Regarding a vapor barrier, see this article. This brand of cellulose is what I purchased at Lowes.

While there is plenty of debate regarding both sides of this issue, the use of Manufacturer's biased advertising in support of one's position is totally worthless for the consumer.

The referenced (hot-linked) statement by Regal again refers to the organization ASHACE (which appears to exist only in Regal's mind. Do a Google search for yourself) for supposed justification of their opinions. Rather than take as authority someone who has a vested interest in the matter, instead examine what established Professional Organizations such ASHRAE (American Society of Heating, Refrigeration and Air-Conditioning Engineers) have to say in the matter. ASHRAE sponsors research committees in multiple areas of interest every year, and the information they gather can be used with confidence due to the scientific, rather than anecdotal, basis of their investigations. This is the best proven information and is used in the formulation of Building Codes as well as industry standards of quality.

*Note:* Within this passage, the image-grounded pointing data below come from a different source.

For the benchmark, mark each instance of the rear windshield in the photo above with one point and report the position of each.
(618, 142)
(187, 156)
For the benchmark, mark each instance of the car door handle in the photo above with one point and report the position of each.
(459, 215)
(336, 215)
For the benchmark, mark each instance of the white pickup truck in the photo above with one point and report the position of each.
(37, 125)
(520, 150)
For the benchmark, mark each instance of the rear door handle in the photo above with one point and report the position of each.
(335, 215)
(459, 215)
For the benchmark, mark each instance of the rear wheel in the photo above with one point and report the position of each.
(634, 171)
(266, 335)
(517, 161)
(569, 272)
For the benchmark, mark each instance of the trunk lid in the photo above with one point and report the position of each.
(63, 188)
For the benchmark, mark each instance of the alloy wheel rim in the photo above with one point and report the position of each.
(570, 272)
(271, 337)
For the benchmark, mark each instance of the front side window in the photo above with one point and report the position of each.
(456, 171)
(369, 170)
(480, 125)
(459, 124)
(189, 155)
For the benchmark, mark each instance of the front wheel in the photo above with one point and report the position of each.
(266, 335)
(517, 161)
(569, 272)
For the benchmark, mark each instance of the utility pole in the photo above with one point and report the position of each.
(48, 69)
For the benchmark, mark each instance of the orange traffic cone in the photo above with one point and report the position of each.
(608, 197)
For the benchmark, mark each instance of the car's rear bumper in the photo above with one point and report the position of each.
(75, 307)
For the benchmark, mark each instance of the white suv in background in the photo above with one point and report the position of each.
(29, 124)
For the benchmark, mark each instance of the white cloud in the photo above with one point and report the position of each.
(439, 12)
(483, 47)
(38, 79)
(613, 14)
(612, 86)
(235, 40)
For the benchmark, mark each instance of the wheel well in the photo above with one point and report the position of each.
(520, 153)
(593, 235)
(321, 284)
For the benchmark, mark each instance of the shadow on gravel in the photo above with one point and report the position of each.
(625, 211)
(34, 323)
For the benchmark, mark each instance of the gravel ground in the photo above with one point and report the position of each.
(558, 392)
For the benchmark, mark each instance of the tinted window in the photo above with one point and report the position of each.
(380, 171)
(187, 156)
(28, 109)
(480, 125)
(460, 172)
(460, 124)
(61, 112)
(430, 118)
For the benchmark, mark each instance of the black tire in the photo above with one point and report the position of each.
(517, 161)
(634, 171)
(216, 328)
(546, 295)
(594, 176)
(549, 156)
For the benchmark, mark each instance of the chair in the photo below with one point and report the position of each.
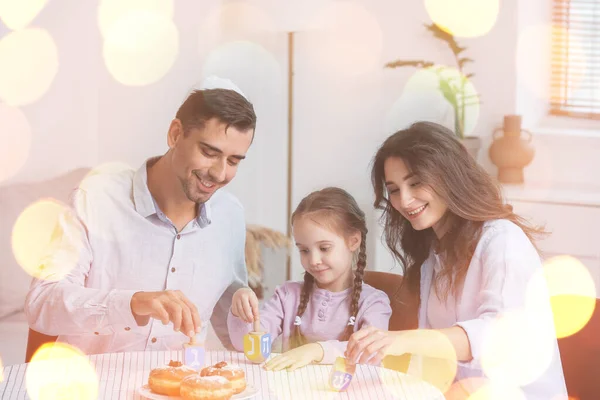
(35, 340)
(580, 357)
(404, 310)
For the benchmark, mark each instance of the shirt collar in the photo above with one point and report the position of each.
(145, 204)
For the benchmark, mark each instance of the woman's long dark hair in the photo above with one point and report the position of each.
(434, 154)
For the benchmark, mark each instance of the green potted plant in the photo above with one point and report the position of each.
(454, 87)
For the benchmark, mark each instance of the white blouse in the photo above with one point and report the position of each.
(504, 283)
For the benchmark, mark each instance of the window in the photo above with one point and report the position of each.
(575, 83)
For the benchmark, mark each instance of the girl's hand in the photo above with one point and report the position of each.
(371, 345)
(296, 358)
(244, 305)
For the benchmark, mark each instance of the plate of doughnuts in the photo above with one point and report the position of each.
(218, 382)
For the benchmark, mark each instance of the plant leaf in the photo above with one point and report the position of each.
(446, 37)
(449, 94)
(463, 61)
(409, 63)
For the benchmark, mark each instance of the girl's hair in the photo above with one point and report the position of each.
(434, 154)
(337, 210)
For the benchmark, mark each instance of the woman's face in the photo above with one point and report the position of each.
(415, 201)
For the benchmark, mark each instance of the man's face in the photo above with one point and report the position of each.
(206, 159)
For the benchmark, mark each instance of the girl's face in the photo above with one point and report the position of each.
(324, 254)
(415, 201)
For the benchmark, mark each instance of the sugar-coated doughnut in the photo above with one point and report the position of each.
(233, 373)
(196, 387)
(167, 380)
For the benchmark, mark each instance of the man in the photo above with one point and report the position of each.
(161, 244)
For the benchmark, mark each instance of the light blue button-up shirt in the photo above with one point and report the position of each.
(115, 241)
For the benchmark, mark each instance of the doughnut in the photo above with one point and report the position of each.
(166, 380)
(196, 387)
(233, 373)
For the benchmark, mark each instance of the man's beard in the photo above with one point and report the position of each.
(187, 189)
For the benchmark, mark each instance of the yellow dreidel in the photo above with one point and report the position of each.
(193, 354)
(341, 374)
(257, 344)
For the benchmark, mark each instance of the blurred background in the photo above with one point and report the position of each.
(92, 85)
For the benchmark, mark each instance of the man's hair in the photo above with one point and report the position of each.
(228, 106)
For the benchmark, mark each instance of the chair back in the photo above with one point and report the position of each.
(35, 340)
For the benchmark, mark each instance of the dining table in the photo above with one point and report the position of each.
(123, 375)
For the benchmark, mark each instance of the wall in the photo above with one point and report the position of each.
(346, 105)
(87, 117)
(345, 102)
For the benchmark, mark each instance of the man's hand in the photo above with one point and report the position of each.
(296, 358)
(170, 305)
(244, 305)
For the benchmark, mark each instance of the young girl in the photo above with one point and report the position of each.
(466, 256)
(316, 317)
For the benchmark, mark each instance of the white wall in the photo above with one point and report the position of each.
(342, 117)
(345, 102)
(87, 117)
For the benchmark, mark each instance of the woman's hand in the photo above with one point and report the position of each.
(296, 358)
(244, 305)
(371, 345)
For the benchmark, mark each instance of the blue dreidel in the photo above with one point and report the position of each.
(257, 344)
(193, 354)
(341, 374)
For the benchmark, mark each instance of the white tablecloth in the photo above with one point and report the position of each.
(122, 374)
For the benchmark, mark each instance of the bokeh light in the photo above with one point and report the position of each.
(347, 39)
(60, 371)
(572, 291)
(15, 137)
(422, 100)
(518, 347)
(464, 18)
(439, 372)
(140, 48)
(17, 14)
(110, 11)
(28, 65)
(32, 235)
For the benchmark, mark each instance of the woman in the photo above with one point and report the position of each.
(467, 257)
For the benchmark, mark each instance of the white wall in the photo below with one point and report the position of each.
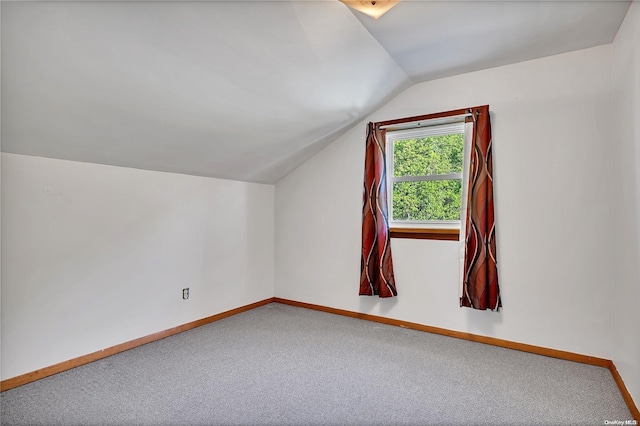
(626, 121)
(94, 255)
(552, 136)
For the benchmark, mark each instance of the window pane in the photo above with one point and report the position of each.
(427, 200)
(428, 156)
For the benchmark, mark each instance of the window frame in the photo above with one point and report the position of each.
(433, 230)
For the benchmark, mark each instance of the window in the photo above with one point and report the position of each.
(424, 180)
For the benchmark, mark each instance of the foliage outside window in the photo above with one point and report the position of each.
(425, 176)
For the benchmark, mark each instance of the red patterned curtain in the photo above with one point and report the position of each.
(376, 271)
(480, 279)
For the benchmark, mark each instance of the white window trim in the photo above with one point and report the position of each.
(425, 129)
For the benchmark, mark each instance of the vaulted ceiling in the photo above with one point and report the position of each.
(247, 90)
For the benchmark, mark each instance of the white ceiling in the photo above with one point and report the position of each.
(247, 90)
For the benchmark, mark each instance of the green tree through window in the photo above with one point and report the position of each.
(433, 158)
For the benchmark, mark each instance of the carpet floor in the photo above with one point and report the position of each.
(282, 365)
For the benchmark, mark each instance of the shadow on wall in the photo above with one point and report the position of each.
(367, 305)
(482, 322)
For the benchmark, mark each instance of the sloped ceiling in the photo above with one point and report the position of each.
(247, 90)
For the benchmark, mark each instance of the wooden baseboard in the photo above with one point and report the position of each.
(633, 408)
(538, 350)
(86, 359)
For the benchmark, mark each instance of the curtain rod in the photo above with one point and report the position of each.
(427, 122)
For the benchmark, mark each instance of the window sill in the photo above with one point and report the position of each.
(426, 233)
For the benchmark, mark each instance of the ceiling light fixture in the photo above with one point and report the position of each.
(373, 8)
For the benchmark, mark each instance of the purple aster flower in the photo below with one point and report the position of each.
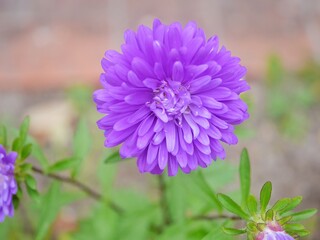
(273, 231)
(170, 98)
(8, 184)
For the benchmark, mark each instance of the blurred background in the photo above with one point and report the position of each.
(50, 54)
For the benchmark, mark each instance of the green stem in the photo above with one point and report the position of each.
(89, 191)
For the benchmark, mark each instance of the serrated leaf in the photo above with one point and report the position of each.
(113, 157)
(281, 204)
(302, 215)
(252, 205)
(292, 205)
(24, 128)
(26, 151)
(3, 136)
(232, 206)
(234, 231)
(63, 164)
(31, 182)
(245, 176)
(265, 195)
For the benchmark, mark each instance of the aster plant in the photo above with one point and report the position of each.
(171, 97)
(8, 184)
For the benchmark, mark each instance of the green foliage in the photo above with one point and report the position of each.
(245, 176)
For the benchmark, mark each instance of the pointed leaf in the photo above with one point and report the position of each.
(302, 215)
(245, 178)
(252, 205)
(292, 205)
(24, 128)
(265, 195)
(3, 136)
(232, 206)
(63, 164)
(26, 151)
(31, 182)
(234, 231)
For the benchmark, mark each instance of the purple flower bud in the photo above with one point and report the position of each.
(273, 231)
(8, 184)
(171, 97)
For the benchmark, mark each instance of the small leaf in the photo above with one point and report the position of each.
(265, 195)
(292, 205)
(34, 195)
(205, 187)
(281, 204)
(291, 227)
(24, 128)
(113, 157)
(234, 231)
(302, 215)
(26, 167)
(38, 154)
(269, 215)
(284, 220)
(16, 145)
(232, 206)
(245, 178)
(3, 136)
(26, 151)
(64, 164)
(252, 205)
(31, 182)
(81, 144)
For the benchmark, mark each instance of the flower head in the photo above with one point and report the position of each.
(273, 231)
(8, 184)
(171, 97)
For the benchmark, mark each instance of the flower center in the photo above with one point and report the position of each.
(172, 98)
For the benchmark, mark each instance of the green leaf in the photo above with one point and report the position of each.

There are a lot of snake oil salesmen out there and I think that they will become even more prevalent as energy costs continue to increase. Always be cautious and consider the source for all manufacturer's claims. The use of bogus organizations, with names similar to established organizations, should be the tip-off that what information is presented is not likely to fair and impartial, or even truthful.

Remember, caveat emptor, especially in these times.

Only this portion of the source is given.